6. Vitalie Rimbaud, de soltera Marie Catherine Vitalie Cuif (1825-1907), esposa de Frédéric Rimbaud y madre de Arthur Rimbaud.
7. Referencia desconocida.
8. El sueño de Descartes, la noche del 10 al 11 de noviembre de 1619: desatendiendo los deseos de su padre, no sería ni soldado ni un hombre de leyes: sería un hombre a la búsqueda de la verdad y a eso consagraría el resto de su vida.
9. En septiembre de 1872 Rimbaud inicia con Verlaine una tormentosa relación amorosa, que los condujo a Londres en septiembre de 1872, abandonando así Verlaine a su esposa e hijo pequeño (a quienes solía maltratar en extremo durante los ataques de ira causados por el alcohol).

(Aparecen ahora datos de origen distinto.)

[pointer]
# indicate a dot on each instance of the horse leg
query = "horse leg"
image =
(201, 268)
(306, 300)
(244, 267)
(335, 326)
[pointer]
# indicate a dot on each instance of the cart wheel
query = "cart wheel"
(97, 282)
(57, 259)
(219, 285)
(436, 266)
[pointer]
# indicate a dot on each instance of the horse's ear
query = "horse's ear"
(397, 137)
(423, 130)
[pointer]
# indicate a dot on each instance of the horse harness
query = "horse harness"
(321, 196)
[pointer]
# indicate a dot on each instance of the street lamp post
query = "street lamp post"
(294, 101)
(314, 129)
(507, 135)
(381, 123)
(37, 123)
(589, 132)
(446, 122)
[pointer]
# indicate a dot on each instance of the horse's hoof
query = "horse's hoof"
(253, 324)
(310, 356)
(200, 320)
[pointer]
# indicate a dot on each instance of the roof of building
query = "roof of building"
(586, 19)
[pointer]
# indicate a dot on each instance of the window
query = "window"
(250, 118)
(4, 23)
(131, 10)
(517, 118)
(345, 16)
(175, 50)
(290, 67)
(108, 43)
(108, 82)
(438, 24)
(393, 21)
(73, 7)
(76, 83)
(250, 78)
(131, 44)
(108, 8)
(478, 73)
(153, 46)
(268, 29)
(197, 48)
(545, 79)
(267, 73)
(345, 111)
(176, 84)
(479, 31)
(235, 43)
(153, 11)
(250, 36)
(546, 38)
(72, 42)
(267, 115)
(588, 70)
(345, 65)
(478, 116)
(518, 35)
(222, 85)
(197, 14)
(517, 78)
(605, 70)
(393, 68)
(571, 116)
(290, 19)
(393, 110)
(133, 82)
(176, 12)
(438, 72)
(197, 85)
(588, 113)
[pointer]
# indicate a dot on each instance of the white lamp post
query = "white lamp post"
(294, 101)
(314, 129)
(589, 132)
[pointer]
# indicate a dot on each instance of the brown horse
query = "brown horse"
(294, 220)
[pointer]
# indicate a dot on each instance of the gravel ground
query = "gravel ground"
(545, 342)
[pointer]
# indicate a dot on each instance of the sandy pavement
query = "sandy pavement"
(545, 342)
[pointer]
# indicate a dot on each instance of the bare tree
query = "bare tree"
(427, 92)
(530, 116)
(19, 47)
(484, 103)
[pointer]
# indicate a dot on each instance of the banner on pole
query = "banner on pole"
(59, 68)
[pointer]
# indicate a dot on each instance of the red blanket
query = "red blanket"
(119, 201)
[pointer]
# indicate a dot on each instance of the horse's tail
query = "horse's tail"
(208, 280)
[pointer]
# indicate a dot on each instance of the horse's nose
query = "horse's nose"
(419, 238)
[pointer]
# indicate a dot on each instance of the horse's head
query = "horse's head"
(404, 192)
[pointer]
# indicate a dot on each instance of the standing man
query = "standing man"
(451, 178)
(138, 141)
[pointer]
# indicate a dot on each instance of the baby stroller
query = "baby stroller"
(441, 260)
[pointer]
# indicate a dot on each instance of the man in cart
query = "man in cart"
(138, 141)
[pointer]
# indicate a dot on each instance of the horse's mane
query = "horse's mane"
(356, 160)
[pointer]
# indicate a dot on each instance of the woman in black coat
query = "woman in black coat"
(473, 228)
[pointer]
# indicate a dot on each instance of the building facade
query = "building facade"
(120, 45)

10. Gilles es un cuadro, en óleo sobre lienzo, del pintor francés Jean-Antoine Watteau. Mide 184 cm de alto y 149 cm de ancho, un tamaño excepcional dentro de la producción de Watteau. Puede haber sido un cartel para una cafetería propiedad de Belloni, un antiguo actor. Fue realizado por Watteau en 1721, año de su muerte. Se expone en el Museo del Louvre de París, Francia, con el título de Pierrot, dit autrefois Gilles, esto es, Pierrot, llamado anteriormente Gilles; pero actualmente se prefiere el título de Pierrot, por entenderse que es más apropiado al tema de la obra.
11. Rimbaud le fils.
12. En noviembre de 1871, Théodore de Banville acoge a Arthur Rimbaud como huésped, pero Rimbaud ya había expresado sus diferencias en mayo, en sus llamadas «cartas del vidente», y en agosto de 1871, en su poema paródico Ce qu'on dit au poète à propos de fleurs, Rimbaud critica abiertamente la poética de Banville. En 1872, con su Petit Traité de poésie française, Banville rompió con el movimiento simbolista.
13. Ambas citas provienen de Rimbaud le fils.

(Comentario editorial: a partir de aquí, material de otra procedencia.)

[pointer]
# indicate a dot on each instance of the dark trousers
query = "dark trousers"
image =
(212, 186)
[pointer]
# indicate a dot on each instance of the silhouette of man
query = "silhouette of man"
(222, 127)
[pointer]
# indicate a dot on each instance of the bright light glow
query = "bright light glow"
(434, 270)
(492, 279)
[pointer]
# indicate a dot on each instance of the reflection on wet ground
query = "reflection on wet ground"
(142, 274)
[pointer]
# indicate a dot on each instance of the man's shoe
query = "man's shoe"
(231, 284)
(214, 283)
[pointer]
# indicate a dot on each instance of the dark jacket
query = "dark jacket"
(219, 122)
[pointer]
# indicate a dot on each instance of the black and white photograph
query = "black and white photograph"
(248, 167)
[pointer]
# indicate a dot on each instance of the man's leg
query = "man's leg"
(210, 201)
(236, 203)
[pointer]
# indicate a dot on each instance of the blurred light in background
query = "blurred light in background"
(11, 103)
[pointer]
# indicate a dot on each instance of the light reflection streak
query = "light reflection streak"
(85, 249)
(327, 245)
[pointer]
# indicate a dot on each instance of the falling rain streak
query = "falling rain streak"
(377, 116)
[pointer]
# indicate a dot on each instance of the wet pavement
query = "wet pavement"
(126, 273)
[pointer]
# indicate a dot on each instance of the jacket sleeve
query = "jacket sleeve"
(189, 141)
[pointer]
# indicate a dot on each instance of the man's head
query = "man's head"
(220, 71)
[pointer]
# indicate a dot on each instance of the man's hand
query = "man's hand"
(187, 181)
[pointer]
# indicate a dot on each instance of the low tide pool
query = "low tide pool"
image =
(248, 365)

14. «Odio la literatura, es lo que me ha metido en este estado.... No tengo ningún asidero en la realidad. No hay nada dentro de mí». P. Michon, entrevista a J.-B. Harang, Libération, 7 de noviembre de 1991.
15. Vie de Joseph Roulin.
16. Supuesto modelo del Pierrot (Gilles), de Watteau.

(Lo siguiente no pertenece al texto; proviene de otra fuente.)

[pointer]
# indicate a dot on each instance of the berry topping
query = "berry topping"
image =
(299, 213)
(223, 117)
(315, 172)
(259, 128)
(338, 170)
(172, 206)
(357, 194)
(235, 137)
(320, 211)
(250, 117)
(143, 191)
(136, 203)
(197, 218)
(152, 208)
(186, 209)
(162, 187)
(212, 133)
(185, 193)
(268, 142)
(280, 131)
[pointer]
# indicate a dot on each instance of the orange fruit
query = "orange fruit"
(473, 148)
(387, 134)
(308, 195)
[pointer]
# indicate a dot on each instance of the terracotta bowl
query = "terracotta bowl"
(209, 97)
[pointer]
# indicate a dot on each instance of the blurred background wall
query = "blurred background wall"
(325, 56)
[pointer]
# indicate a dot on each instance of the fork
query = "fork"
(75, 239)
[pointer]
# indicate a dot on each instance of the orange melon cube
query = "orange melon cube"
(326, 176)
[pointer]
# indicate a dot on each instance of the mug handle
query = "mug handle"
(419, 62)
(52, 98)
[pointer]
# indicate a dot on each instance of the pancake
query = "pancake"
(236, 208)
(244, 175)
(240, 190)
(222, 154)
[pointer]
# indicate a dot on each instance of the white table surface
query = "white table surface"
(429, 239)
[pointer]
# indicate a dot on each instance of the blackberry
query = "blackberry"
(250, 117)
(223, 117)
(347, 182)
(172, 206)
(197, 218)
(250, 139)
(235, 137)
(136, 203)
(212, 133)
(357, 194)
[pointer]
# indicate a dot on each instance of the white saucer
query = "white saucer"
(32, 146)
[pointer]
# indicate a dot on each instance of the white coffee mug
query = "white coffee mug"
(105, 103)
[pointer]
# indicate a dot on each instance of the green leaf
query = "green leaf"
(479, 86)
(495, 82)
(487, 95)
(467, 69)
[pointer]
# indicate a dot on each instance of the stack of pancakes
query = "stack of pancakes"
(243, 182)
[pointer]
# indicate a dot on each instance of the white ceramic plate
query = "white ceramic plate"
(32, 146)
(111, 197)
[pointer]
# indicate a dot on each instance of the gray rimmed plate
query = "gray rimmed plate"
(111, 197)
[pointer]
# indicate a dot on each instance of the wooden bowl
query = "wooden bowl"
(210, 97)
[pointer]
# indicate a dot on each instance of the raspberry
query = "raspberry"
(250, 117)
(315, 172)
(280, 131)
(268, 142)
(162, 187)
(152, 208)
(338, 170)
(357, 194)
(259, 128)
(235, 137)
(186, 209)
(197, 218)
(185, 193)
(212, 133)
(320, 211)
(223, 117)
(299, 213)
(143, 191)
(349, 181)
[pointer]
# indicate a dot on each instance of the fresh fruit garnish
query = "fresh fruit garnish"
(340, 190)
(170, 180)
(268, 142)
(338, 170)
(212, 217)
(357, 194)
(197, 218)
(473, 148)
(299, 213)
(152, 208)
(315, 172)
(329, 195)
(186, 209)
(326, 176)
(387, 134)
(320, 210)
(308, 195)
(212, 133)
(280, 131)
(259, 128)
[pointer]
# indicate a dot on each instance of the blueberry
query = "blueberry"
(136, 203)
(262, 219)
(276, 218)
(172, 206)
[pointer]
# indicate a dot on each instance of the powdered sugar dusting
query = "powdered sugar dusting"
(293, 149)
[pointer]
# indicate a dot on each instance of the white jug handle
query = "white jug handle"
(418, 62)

17. Centenario de la muerte de Arthur Rimbaud.
18. Centenario del nacimiento de Arthur Rimbaud.
19. Étienne Carjat (1828-1906) fue un fotógrafo, caricaturista y escritor francés, reconocido por sus retratos fotográficos de escritores, artistas y cómicos. En el libro Rimbaud le fils, Pierre Michon indica que Étienne Carjat provenía de una familia modesta, que se casó y tuvo una hija, que era pintor, poeta y hombre de letras, y que fue amigo de Baudelaire.
Traducción del capítulo «Ses vues, ses souffles, son corps, son jour», de Pierre Bergounioux, en Compagnies de Pierre Michon, VV. AA., Verdier-Théodore Balmoral, 1993.